Vanishing Variance Problem in Fully Decentralized Neural-Network Systems
Yongding Tian, Zaid Al-Ars, Maksim Kitsak, Peter Hofstee
TL;DR
This work identifies a vanishing variance problem when averaging uncorrelated neural networks in fully decentralized gossip learning, which delays convergence. It proposes a variance-corrected model averaging method that layer-wise preserves the Xavier variances of input models, making gossip learning converge as efficiently as federated learning under both IID and non-IID data. The approach demonstrates substantial performance gains over standard gossip learning and competing variants, achieving up to 6x faster convergence in large-scale networks.
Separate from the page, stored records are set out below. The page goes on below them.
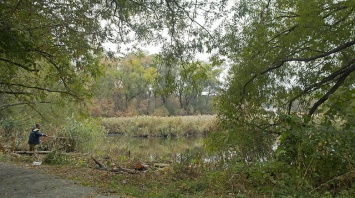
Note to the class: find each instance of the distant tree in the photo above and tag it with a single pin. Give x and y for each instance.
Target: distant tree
(61, 41)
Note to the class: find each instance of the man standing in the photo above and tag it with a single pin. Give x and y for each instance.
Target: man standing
(34, 138)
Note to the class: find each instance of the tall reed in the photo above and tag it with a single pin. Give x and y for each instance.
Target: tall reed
(153, 126)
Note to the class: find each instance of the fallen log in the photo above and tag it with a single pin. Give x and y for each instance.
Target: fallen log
(98, 163)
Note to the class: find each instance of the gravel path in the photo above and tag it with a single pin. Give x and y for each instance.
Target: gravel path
(21, 182)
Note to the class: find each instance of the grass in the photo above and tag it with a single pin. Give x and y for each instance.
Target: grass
(153, 126)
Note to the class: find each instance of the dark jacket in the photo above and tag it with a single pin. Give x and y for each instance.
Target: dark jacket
(34, 136)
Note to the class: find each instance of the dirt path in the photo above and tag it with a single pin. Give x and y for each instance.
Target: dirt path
(21, 182)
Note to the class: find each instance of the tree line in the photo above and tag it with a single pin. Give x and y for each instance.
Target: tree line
(141, 84)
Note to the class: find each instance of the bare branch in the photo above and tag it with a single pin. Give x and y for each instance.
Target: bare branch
(339, 82)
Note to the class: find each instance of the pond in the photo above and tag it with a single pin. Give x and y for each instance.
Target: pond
(151, 149)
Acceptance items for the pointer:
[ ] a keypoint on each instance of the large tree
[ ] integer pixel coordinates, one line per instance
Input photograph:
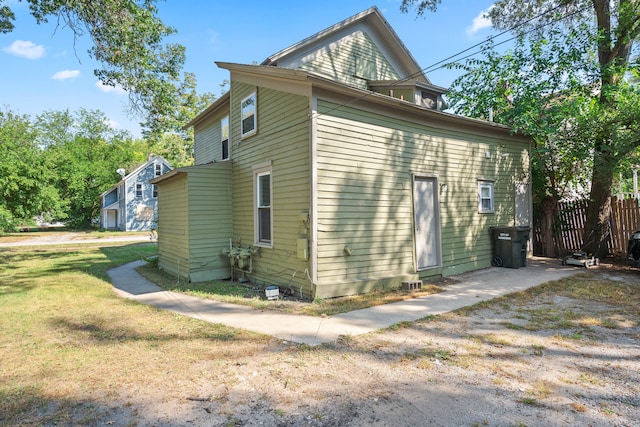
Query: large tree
(127, 38)
(25, 188)
(163, 127)
(82, 154)
(589, 104)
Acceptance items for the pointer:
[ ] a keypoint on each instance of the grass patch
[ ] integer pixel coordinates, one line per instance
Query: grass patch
(61, 315)
(76, 235)
(251, 295)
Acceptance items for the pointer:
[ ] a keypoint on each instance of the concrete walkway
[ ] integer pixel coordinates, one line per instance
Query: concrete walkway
(469, 289)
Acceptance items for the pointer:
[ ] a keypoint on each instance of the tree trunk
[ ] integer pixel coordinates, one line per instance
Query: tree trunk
(597, 225)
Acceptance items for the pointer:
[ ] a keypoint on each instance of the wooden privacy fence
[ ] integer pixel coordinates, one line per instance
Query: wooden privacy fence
(569, 225)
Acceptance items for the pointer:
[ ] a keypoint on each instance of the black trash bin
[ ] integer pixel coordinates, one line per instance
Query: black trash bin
(510, 246)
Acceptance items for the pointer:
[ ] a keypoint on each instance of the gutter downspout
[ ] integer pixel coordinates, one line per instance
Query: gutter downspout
(313, 244)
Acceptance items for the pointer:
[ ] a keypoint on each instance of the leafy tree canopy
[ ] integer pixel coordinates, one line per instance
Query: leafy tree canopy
(567, 83)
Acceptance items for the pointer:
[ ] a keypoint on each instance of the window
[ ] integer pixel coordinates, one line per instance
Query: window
(485, 196)
(248, 115)
(263, 206)
(224, 129)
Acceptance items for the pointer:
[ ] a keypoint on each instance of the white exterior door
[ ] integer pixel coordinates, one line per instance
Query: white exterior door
(523, 200)
(112, 218)
(426, 222)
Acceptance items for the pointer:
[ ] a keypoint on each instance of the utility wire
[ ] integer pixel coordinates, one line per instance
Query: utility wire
(440, 64)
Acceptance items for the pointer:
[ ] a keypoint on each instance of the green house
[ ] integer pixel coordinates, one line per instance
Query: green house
(330, 169)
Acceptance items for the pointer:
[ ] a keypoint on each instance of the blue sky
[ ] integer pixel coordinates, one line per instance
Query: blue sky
(41, 69)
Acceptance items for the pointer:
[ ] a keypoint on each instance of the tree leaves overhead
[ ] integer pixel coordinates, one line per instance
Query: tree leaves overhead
(569, 82)
(128, 41)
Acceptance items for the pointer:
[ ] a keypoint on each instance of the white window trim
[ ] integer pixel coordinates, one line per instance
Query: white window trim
(222, 139)
(255, 115)
(258, 171)
(484, 183)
The results imply that variance-aware aggregation can unlock practical, privacy-preserving decentralized learning with FL-like efficiency.
Abstract
Federated learning and gossip learning are emerging methodologies designed to mitigate data privacy concerns by retaining training data on client devices and exclusively sharing locally-trained machine learning (ML) models with others. The primary distinction between the two lies in their approach to model aggregation: federated learning employs a centralized parameter server, whereas gossip learning adopts a fully decentralized mechanism, enabling direct model exchanges among nodes. This decentralized nature often positions gossip learning as less efficient compared to federated learning. Both methodologies involve a critical step: computing a representation of received ML models and integrating this representation into the existing model. Conventionally, this representation is derived by averaging the received models, exemplified by the FedAVG algorithm. Our findings suggest that this averaging approach inherently introduces a potential delay in model convergence. We identify the underlying cause and refer to it as the "vanishing variance" problem, where averaging across uncorrelated ML models undermines the optimal variance established by the Xavier weight initialization. Unlike federated learning where the central server ensures model correlation, and unlike traditional gossip learning which circumvents this problem through model partitioning and sampling, our research introduces a variance-corrected model averaging algorithm. This novel algorithm preserves the optimal variance needed during model averaging, irrespective of network topology or non-IID data distributions. Our extensive simulation results demonstrate that our approach enables gossip learning to achieve convergence efficiency comparable to that of federated learning.